The government announced the moratorium in response to the accident at the nuclear power plant in Japan not because it no longer believed that the use of nuclear power as an interim technology (between the traditional and the renewable sources) was reasonable. It did so primarily to show that the government can respond quickly and also to calm public unrest before the elections in Baden-Württemberg, where four active power plants operate. This is a key federal state for the CDU, who fear they could be forced to relinquish power to the SPD and the Green Party as a result of the elections. The government is assuring that the three-month moratorium will be used to check additionally whether each of the reactors is safe and to develop a risk analysis. Furthermore, actions will be taken during this period to check the opportunities of switching the German economy to using energy from renewable sources.

Aside from the moratorium, the German government has also responded to the disaster in Japan by temporarily closing the seven oldest nuclear plants, which was agreed between the central government and the prime ministers of the federal states where the power plants are located. The prime minister of Baden-Württemberg, Stefan Mappus (CDU), has additionally announced that block I, which was built in 1975, at the Neckarwestheim power plant located in this state will not be put into operation again after the three months.
The energy corporations which own the German power plans (E.ON, RWE, EnBW and Vattenfall) have promised to close the plants in the next few days. Additional checks of the condition and safety of the reactors will be carried out in the meantime. The suspension of the reactors’ operation will result in a reduction of budget revenues (a tax of 145 euros per gram of burnt fuel was imposed on power plant owners, which was to yield annual revenues of 2.3 billion euros). Electricity prices will also rise in Germany as a result.
The European Commissioner for Energy, Günther Oettinger, responded to the events in Japan by convening an emergency meeting of energy ministers of EU member states on 15 March. In effect of the meeting, a proposal was made to carry out voluntary additional safety tests by the member states in whose territories nuclear power plants are located. The test criteria are to be developed by June 2011. The meeting was of a consultative character since only the member states have the competences to decide on their respective nuclear sectors.

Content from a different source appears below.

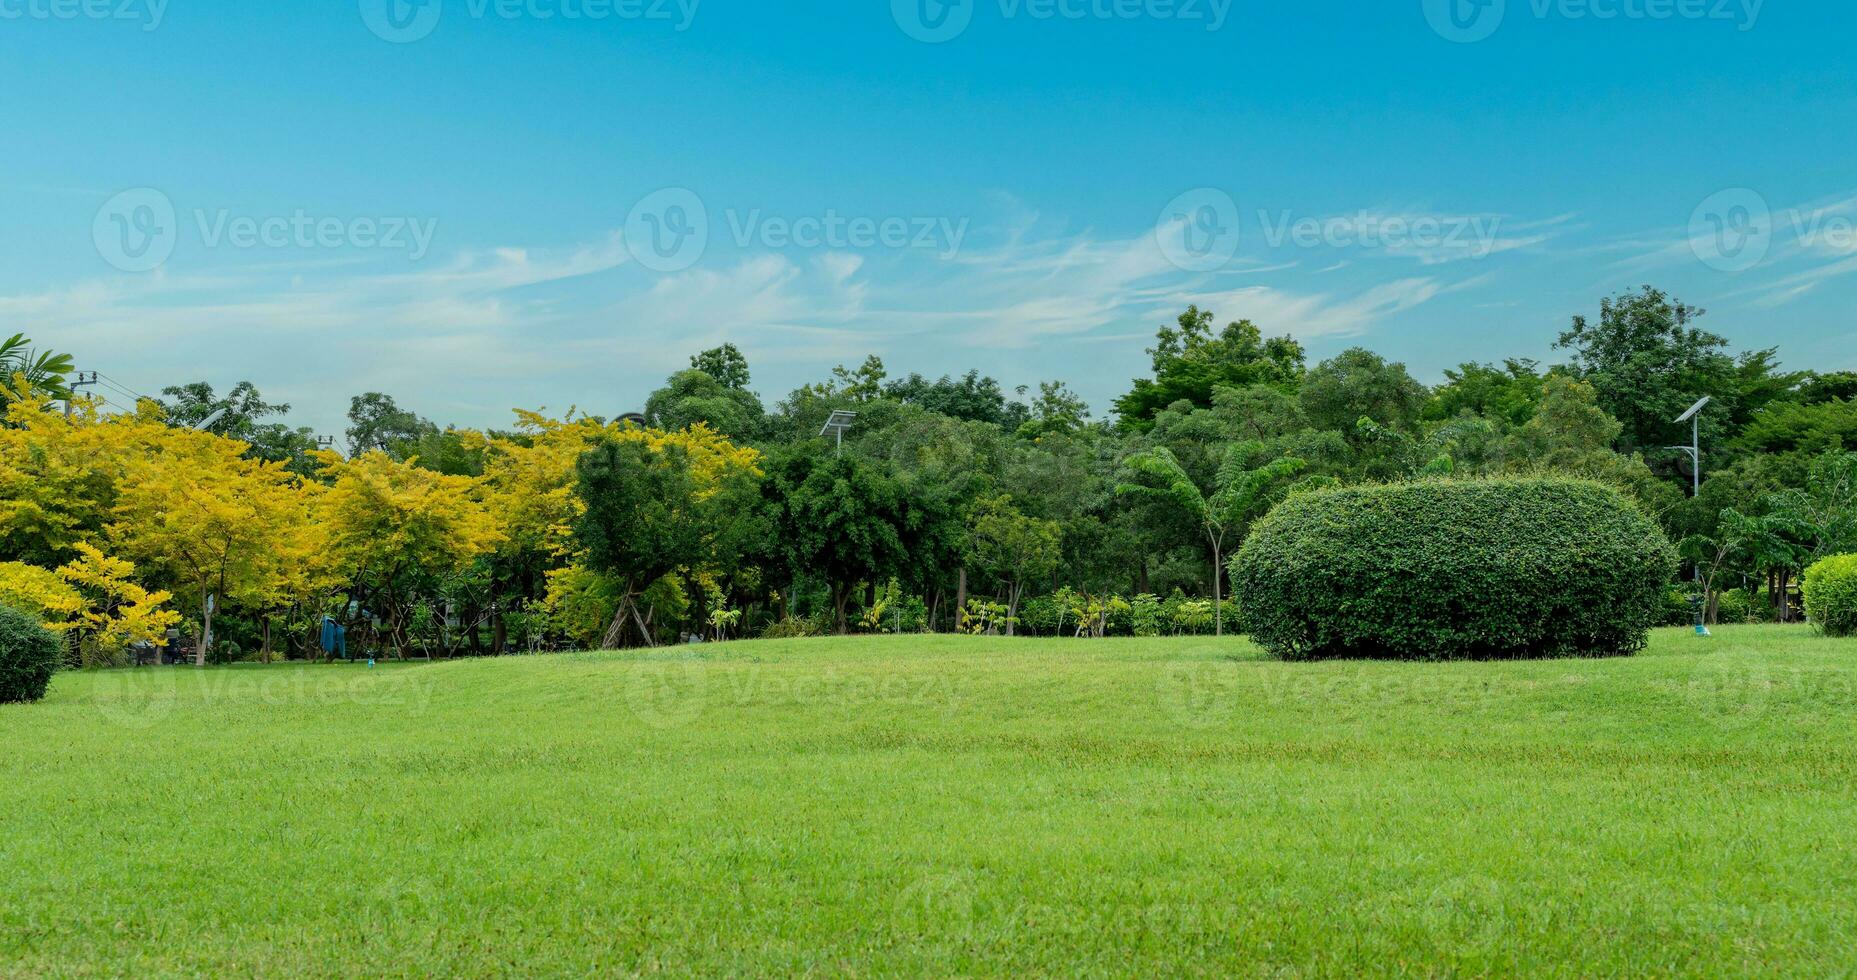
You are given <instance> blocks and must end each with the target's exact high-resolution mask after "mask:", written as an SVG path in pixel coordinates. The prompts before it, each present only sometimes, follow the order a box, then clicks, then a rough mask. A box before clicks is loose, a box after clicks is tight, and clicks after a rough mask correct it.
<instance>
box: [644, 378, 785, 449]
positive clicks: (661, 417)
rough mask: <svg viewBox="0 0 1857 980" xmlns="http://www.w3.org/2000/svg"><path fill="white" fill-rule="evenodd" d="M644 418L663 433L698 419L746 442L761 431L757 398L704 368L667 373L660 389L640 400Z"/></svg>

The consequences of the moratorium

If any irregularities are discovered in the operation of the oldest plants during the control, they will probably not be switched on again. However, if they pass the tests and the situation in Japan is brought under control quickly, the moratorium announced by Chancellor Angela Merkel will not change the German government’s approach to nuclear energy in a radical way. This is an effect of not only the undertakings made in the adopted energy strategy but also of the special characteristics of the German economy. Many of the ambitious goals the German government has set for itself will be impossible to achieve without using nuclear energy. According to the strategy’s guidelines, CO2 emission is to be reduced by 2020 by 40% in comparison to 1990. Furthermore, if this source of energy were no longer in use, electricity prices would rise for a long time, and a more rapid increase in the share of alternative energy sources in the general energy balance of Germany would be very expensive and would certainly require imposing additional levies on citizens. Another risk which a more rapid closure of active reactors could pose would be problems with ensuring energy stability in Germany and the need to import it from other counties on a larger scale. These arguments were reflected in Chancellor Merkel’s speech, who said while announcing the moratorium that a total withdrawal from the use of nuclear power in Germany was impossible.